Sri Lanka falls into default for the first time ever, seeks restructure of debts
- Sri Lanka has been mired in turmoil amid surging inflation
- Public anger has boiled over into violent protests
- Its bonds are among the worst performers in the world this year
In a first, Sri Lanka fell into default as the government struggled to halt an economic meltdown that prompted mass protests and a political crisis.
During a briefing on Thursday, central bank Governor Nandalal Weerasinghe said that policy makers had flagged to creditors that the nation wouldn’t be able to make payments until the debt is restructured, and is therefore in pre-emptive default. Fitch Ratings also confirmed the finding, downgrading Sri Lanka to "restricted default" later in the day.
The coupon payments, which were originally due April 18, worth $78 million combined on notes maturing 2023 and 2028, with a 30-day grace period that expired on Wednesday.

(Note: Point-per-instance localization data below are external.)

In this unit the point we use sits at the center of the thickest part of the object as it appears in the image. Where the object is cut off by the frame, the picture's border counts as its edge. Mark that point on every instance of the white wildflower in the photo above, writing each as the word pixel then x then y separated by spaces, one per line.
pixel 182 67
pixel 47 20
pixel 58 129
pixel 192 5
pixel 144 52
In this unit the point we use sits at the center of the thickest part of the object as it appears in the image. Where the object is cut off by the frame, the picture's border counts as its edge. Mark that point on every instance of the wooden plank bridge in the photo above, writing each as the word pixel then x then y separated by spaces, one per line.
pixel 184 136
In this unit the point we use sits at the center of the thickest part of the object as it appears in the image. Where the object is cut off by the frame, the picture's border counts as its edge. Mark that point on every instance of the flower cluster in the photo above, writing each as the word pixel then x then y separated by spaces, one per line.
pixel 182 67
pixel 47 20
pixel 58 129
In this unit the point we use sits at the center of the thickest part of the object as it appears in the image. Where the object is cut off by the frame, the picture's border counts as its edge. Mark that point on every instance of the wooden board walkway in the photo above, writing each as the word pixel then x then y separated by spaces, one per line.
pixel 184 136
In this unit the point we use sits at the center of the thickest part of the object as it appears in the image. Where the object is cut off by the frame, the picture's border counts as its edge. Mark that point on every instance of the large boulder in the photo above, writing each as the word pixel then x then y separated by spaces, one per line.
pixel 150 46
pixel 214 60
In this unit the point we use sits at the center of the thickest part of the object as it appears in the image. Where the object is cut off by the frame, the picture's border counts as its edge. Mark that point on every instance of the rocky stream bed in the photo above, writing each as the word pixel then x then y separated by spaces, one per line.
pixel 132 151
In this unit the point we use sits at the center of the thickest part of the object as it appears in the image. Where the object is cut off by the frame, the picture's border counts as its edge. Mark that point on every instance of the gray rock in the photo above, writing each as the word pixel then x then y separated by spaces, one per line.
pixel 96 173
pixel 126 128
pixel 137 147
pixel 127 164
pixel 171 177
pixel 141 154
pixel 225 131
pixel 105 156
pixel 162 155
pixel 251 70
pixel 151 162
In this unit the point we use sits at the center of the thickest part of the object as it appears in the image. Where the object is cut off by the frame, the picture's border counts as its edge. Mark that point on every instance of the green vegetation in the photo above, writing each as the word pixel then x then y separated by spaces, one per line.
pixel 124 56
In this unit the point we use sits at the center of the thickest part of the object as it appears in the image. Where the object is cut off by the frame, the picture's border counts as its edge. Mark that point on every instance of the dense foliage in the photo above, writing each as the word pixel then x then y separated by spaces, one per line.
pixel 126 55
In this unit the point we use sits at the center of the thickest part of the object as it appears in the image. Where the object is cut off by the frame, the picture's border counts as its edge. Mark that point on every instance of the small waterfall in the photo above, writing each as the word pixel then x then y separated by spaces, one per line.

Sri Lanka has been mired in turmoil amid surging inflation, a plummeting currency and an economic crisis that has left the country short of the hard currency it needs to import food and fuel.
Public anger has boiled over into violent protests and led the government to announce last month it would halt payments on its $12.6 billion pile of foreign debt to preserve cash for essential goods.
That marks the nation's first sovereign debt default since it gained independence from Britain in 1948. Its bonds are among the worst performers in the world this year and trade deep in distressed territory, with holders bracing for losses approaching 60 cents on the dollar.
Many of Sri Lanka's bonds have so-called cross-default clauses, which drag all the outstanding dollar debt into default if there's a missed payment in a single bond.
On the debt due in 2023 and 2028, the clause is triggered if any payment that exceeds $25 million is not met. The country was already declared in selective default by S&P Global Ratings in late April.
Meanwhile, Sri Lanka is in talks with the International Monetary Fund (IMF) for a bailout and needs to negotiate a debt restructuring with creditors. Previously, the country has said it needs between $3 billion and $4 billion this year to pull itself out of the crisis.
Sri Lanka's bonds were mixed on Thursday but higher than their record lows reached last week, suggesting traders expect better recovery values.
Dollar bonds due in 2030 were indicated 0.28 cents lower at 38.39 cents on the dollar and notes due in July were 0.22 cents higher at 42.78 cents, according to data compiled by Bloomberg. The Colombo All-Share Index slumped more than 3% amid a global equity selloff.